Joseph Chiesa, flanked by Burke, explained the relevance of Millard Hyland’s assertion that the cyanide would have eaten through the Tylenol capsules in 8 to 10 days. Chiesa said cyanide breaks down the gelatin-based capsules, and the deterioration becomes evident “in less than a month.” He then added, “We have conviction that none of the poison was put in the capsules by a worker at the plant.”

J&J spokesperson, James Murray, then further highlighted the alleged super-corrosiveness of cyanide. Based on Medical Examiner Milliard Hyland’s findings that the cyanide would have eaten through the capsules, the company feels the tampering “did not take place at the factory,” said Murray. He said the cyanide must have been added to the Tylenol recently because the poison would have corroded through the gelatin capsule “within about two weeks.”

Westchester County District Attorney, Carl Vergari, was not at all convinced of the truthfulness of Murray’s statement. Soon, the executives of Johnson & Johnson would learn that the views of Carl Vergari should not be dismissed lightly.
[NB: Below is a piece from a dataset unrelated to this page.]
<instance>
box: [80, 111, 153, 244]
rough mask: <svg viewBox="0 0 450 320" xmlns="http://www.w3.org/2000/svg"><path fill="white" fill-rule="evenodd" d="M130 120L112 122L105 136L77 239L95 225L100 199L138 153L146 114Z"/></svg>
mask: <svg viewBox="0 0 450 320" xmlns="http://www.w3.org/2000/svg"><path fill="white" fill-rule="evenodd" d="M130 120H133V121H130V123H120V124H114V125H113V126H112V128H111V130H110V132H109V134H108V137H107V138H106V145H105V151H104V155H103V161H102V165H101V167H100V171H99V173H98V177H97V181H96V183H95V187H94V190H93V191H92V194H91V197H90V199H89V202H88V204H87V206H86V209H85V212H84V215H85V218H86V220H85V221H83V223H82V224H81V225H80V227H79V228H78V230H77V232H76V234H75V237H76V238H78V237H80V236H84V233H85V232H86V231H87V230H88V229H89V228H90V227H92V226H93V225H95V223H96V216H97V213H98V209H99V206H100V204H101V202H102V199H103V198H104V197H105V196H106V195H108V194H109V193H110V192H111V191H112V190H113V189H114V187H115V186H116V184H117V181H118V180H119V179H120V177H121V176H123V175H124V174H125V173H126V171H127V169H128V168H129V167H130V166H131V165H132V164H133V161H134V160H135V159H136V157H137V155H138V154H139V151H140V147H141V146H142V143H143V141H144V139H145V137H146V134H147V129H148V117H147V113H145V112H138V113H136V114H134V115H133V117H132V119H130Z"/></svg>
Carl Vergari belongs to that rare class of individuals who choose careers in the government sector to actually serve the public. He retained that same altruistic goal throughout a long career as the Westchester County district attorney. Vergari was born in Yonkers, New York. He graduated from Fordham University and St. John’s Law School, taking time out for combat as a Marine in World War II. For ten years, he had been a prosecutor in the Manhattan District Attorney’s Office, and for another ten years, he had served on the State Investigation Commission. In 1968, New York Governor, Nelson Rockefeller, appointed Vergari as the Westchester district attorney to fill a vacancy. The extremely popular Vergari, who was a Republican, then won an unprecedented seven election victories in a row, almost all with 65 percent or more of the vote. He was credited with streamlining the criminal justice system in Westchester County during a record 26 years as district attorney until his retirement in 1993. During that time, the number of assistant district attorneys in that county grew from 17 to 109.